Artigo 11.º — Local de funcionamento

1 - ...

2 - A escola ou direcção escolar em que o serviço se integra deverá definir o local de funcionamento e providenciar a sua correcta instalação, garantindo a prestação do apoio administrativo e logístico necessários à prossecução dos seus objectivos.

Artigo 12.º — Formação e investigação

1 - Para apoio à formação contínua dos elementos que integram a equipa técnica de cada serviço, a Secretaria Regional da Educação e Cultura poderá celebrar protocolos com instituições de ensino superior e associações científicas e profissionais.

2 - ...

CAPÍTULO III — Disposições finais e transitórias

Artigo 13.º — Criação dos serviços

O director regional da Educação apresentará o plano anual de início de funcionamento dos serviços, o qual será aprovado por despacho conjunto dos Secretários Regionais das Finanças, Planeamento e Administração Pública e da Educação e Cultura, de modo a satisfazer gradualmente a cobertura das necessidades do sistema educativo.

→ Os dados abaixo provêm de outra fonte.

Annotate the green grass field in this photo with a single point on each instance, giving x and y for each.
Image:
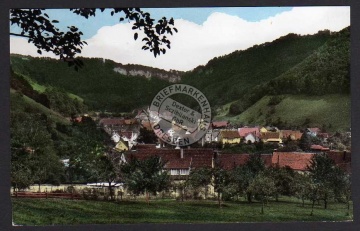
(57, 211)
(295, 109)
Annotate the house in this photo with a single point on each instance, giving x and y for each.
(293, 135)
(229, 161)
(146, 125)
(121, 146)
(313, 131)
(212, 136)
(178, 162)
(219, 124)
(251, 138)
(323, 136)
(271, 137)
(249, 134)
(318, 148)
(297, 161)
(229, 137)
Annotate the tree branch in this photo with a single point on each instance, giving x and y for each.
(20, 35)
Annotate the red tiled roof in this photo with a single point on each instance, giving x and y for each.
(229, 161)
(316, 130)
(270, 135)
(244, 131)
(229, 134)
(111, 121)
(340, 157)
(194, 158)
(145, 146)
(295, 160)
(296, 135)
(323, 135)
(318, 147)
(146, 124)
(130, 121)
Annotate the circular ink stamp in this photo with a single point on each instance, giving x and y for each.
(175, 122)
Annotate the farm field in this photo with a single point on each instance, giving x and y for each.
(70, 212)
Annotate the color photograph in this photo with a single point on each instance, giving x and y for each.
(197, 115)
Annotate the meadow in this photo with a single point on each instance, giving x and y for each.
(70, 212)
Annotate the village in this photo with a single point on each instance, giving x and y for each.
(216, 148)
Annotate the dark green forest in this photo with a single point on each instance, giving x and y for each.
(97, 83)
(292, 64)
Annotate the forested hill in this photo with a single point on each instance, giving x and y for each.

Artigo 14.º — Afectação de pessoal aos serviços

1 - Compete ao director regional da Educação, de acordo com as necessidades e disponibilidades das escolas ou direcções escolares, a colaboração nos serviços dos psicólogos, dos especialistas de apoio educativo, dos conselheiros de orientação e dos técnicos superiores de serviço social que lhes ficarão afectos de forma permanente.

2 - Os elementos que constituem a equipa técnica permanente dos serviços deverão estar providos no quadro de pessoal da Direcção Regional da Educação.

3 - ...

4 - ...

5 - ...

Art. 3.º Enquanto não forem criadas as condições de provimento no quadro de pessoal da Direcção Regional da Educação, a prestação de serviço nos serviços de psicologia e orientação deverá ser assegurada por pessoal em regime de requisição ou contratação.

Art. 4.º O presente diploma entra em vigor no dia seguinte ao da sua publicação.

Aprovado pela Assembleia Legislativa Regional dos Açores, na Horta, em 19 de Maio de 1994.

O Presidente da Assembleia Legislativa Regional, Alberto Romão Madruga da Costa.

Assinado em Angra do Heroísmo em 16 de Junho de 1994.

Publique-se.

O Ministro da República para a Região Autónoma dos Açores, Mário Fernando de Campos Pinto.